In casa Schmidl l'agitazione fu grande.
— Vedi? — spiegò Aldo a Nancy, mentre s'accomodava una immacolata cravatta alla sommità dell'impeccabile sparato, — ormai Van Osten sente che può fidarsi completamente di me. Stasera certo mi parlerà del nostro lavoro.
Nancy, seduta melanconicamente in una vecchia poltrona verde, sospirò:
— Anne-Marie sta poco bene. Ho paura che le minacci la rosolìa. — E si chinò a baciare la fronte accaldata della sua bambina, che, in piedi accanto a lei, si divertiva a strappare, con languida mano febbricitante, l'imbottitura della poltrona. — Pare che la Settima Avenue ne sia piena.
— E' un quartiere lurido, — disse Aldo, allacciandosi il gilet, e infilando una catena d'oro matto nella bottoniera; poi, con uno spillo da balia, ne fissò l'altro capo nel taschino del gilet. — Bisognerà cambiare alloggio.
— Quella gente che incontri dai Van Osten non ti domanda dove stai? — chiese Nancy.
— Sì.
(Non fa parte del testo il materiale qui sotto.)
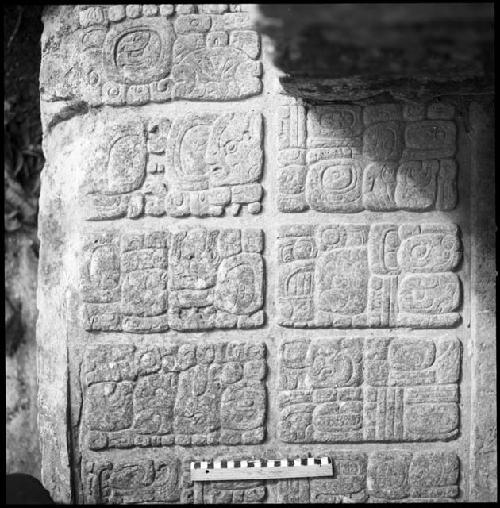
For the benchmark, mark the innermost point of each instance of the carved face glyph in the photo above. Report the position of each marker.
(234, 153)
E ho avuto l'ispirazione di dire al 59 della stessa strada. Sai, dove ho l'ufficio! Spero che non andranno lì a domandare di me.
Nancy sospirò ancora. Aldo le diede un bacio affrettato; e ad Anne-Marie, che aveva le mani sudicie e la faccia lagrimosa, fece una piccola e prudente carezza. Poi uscì in fretta, e saltò su uno « street-car » che andava nella città alta. Entrò baldo e gaio in casa Van Osten.
Durante il pranzo non si fece alcuna allusione a cose politiche nè al lavoro. Vi era una dozzina di commensali, e a un dato momento Van Osten si rivolse ad Aldo.